STATE, DHRS v. Stoutamire

602 So. 2d 564
CourtDistrict Court of Appeal of Florida
DecidedMay 6, 1992
Docket91-03095, 91-03206 and 91-03321
StatusPublished
Cited by5 cases

This text of 602 So. 2d 564 (STATE, DHRS v. Stoutamire) is published on Counsel Stack Legal Research, covering District Court of Appeal of Florida primary law. Counsel Stack provides free access to over 12 million legal documents including statutes, case law, regulations, and constitutions.

Bluebook
STATE, DHRS v. Stoutamire, 602 So. 2d 564 (Fla. Ct. App. 1992).

Opinion

602 So.2d 564 (1992)

STATE of Florida, DEPARTMENT OF HEALTH AND REHABILITATIVE SERVICES, Petitioner,
v.
The Honorable R. Grable STOUTAMIRE, Judge, Sixth Judicial Circuit in and for Pinellas County; the Honorable Hugh E. Starnes, Judge, Twentieth Judicial Circuit in and for Lee County; and Juanita Weston Maxwell, Respondents.

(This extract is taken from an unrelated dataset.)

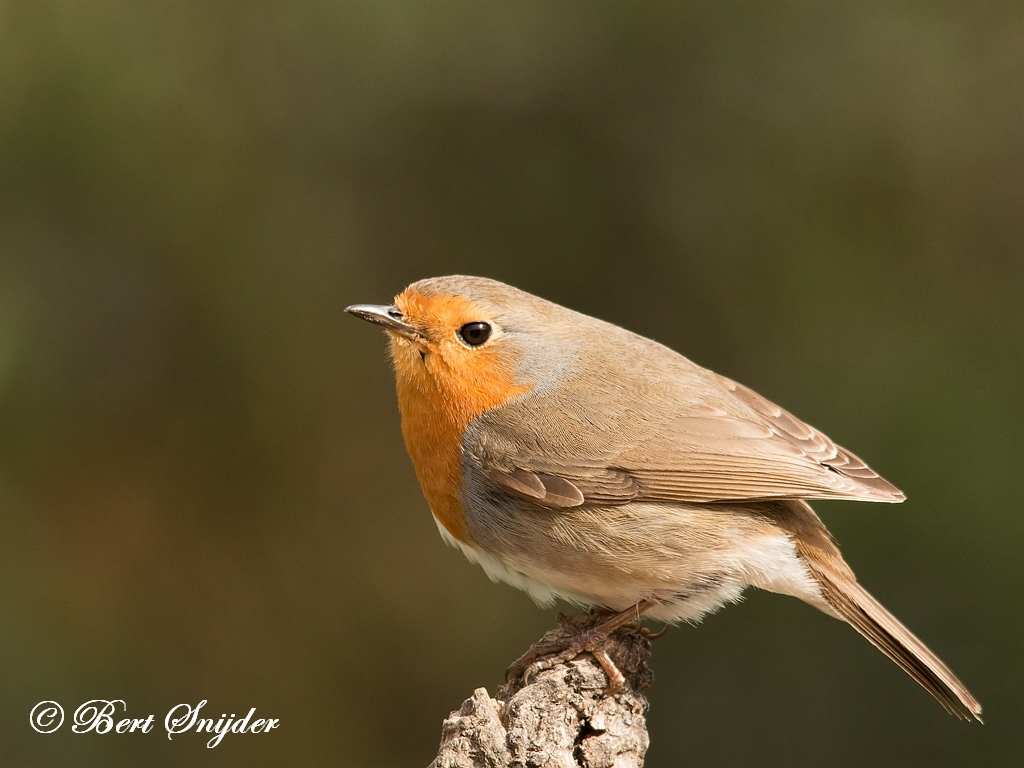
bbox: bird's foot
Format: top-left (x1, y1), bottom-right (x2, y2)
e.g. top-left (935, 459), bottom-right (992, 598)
top-left (505, 601), bottom-right (665, 695)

Nos. 91-03095, 91-03206 and 91-03321.

District Court of Appeal of Florida, Second District.

May 6, 1992.

*565 Barbara Ann Dell McPherson, St. Petersburg, for petitioner.

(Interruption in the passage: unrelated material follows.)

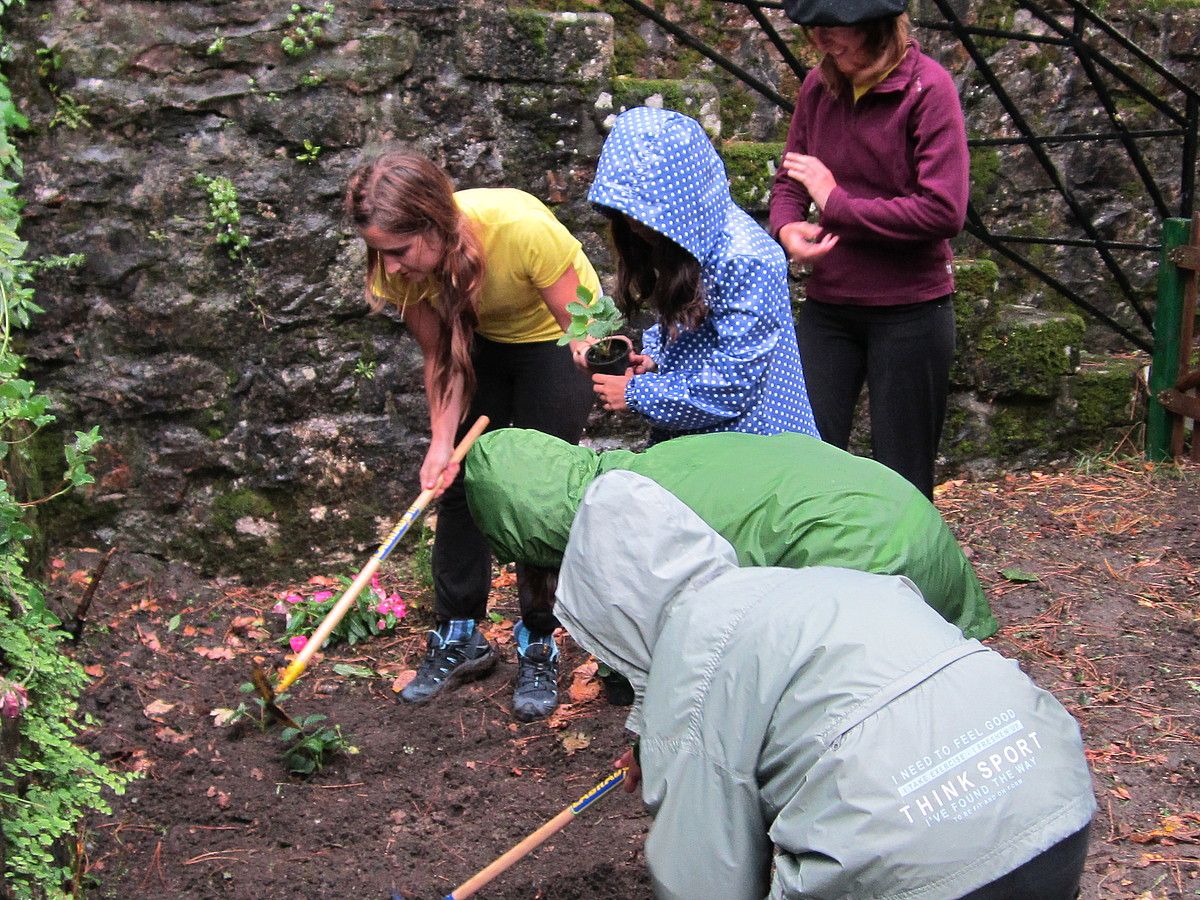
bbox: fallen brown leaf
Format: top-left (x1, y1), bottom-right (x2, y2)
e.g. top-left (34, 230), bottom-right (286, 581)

Robert H. Dillinger, St. Petersburg, for respondents.

PER CURIAM.

The Department of Health and Rehabilitative Services (hereafter HRS) petitions for a writ of prohibition and/or writ of certiorari barring the respondents from carrying out a judicially-mandated plan of treatment for a mentally ill defendant. Our analysis of the respondents' orders leads us to conclude that they involve neither an absence of subject matter jurisdiction nor a departure from the essential requirements of law. We therefore deny the petitions. We write primarily to emphasize that our holding is grounded in the very unusual facts of the present action, and should be construed narrowly and employed as precedent only with extreme caution.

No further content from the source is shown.